無意識ですっとあがった手は、それはそれは恐ろしい形相の師匠に阻まれてしまったよ。
「そっそーいえばね」
「んだよ」
誤魔化すための言葉にも、師匠は律儀に応えてくれた。恨めしそうな目つきはそのままだけど。
師匠の方が反省すべきだ。本当にこーいうとこだよ。
上半身を捻って、ぐぬぬと唇を噛んで色々耐える。たぶん、好きな人には見せられないすごい顔つきだろう。
「誤魔化しただけか」
「そんなことないよ。えーと、えっと! ほら、もったいぶるは、いい女の条件、ラスターさんに教えてもらったし?」
「相手に教えている時点で効果ねぇだろうが。大体あのおかま、素直が取り柄の人様の弟子になんつー余計なこと吹き込んでるんだ」
やばい。師匠の鋭い気配がラスターさんに向けられてしまったじゃないか。今は気になる言葉に突っかかってはいけないと本能が叫ぶ。
立ち上がりかけた師匠に全身で突撃してやる。
「そーいえばの続き! 南の森、守護精霊様、教えてくださったの。私、ししょーの、しょうちゅうのたま、って。どういう意味?」
途端、師匠があつあつのやかんのように綺麗な紅に染まっていく。夜の洋燈の中でも鮮明なくらい。

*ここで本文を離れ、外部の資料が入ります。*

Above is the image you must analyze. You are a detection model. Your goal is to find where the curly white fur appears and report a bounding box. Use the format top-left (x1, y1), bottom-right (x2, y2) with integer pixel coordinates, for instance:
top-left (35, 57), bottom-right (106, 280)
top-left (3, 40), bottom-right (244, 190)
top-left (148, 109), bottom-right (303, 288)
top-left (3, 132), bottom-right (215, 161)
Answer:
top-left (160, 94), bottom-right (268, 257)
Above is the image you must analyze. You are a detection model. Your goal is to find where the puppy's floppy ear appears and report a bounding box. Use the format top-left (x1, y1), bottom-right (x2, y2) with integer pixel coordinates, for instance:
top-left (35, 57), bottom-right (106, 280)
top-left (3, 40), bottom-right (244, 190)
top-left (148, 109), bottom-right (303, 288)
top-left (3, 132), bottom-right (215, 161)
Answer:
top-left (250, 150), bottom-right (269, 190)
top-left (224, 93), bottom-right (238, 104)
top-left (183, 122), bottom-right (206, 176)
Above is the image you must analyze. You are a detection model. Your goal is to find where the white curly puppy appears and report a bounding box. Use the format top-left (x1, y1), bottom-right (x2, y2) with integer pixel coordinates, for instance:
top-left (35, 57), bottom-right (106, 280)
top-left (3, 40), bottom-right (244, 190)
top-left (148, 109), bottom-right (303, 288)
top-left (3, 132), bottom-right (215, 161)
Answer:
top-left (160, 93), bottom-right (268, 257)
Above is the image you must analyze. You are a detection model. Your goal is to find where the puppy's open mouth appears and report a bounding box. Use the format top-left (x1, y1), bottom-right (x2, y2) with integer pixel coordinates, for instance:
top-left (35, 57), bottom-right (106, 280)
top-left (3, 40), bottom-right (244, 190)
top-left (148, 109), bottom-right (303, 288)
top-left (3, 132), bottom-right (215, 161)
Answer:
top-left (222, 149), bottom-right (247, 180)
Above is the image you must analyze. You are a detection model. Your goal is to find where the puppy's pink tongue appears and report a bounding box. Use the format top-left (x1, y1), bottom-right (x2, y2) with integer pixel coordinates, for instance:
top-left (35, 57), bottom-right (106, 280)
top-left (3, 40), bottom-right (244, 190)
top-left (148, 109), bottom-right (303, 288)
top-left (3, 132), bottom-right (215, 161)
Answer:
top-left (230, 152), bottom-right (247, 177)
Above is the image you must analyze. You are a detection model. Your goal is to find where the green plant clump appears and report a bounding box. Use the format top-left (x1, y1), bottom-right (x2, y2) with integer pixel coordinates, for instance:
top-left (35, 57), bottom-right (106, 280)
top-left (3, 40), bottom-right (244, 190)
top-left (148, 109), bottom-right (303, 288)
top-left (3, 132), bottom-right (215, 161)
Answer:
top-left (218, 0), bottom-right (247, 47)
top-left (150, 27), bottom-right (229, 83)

声も出ない程に驚いているようだ。いつも「なっ」とか「はぁぁ?」とか、何らかの言葉は飛び出るのに。
「私は、しょうちゅうのたま?」
もう一度問いかけると、ばちりと視線がかちあった。
すると、私から逃げようと片膝をついて立ち上がりかけた師匠。
「いっちゃやだよ」
その師匠の腰裾を無意識で掴んでいた。自分でも笑っちゃうくらい、情けない声が出た。でも恥ずかしさよりも、師匠が離れてしまうのが嫌だって気持ちのが勝る。
一方、師匠は腰を浮かせた姿勢で固まったままだ。
「ししょー、お願い」
縋る私をちらっと見た師匠は、さらに首まで染まっていった。
「――っあいつ! 一体、何を吹き込まれたんだよ! あんな、悪趣味なお節介精霊に振り回されるな! 」
「なにって……あぁ、あとはね、ついでに、証明つけて、意味教えてもらえ、って」
うーんと宙を眺めて、あの時のやりとりを思い出す。何時間も前のことではないのに、すでに懐かしささえ感じてしまう。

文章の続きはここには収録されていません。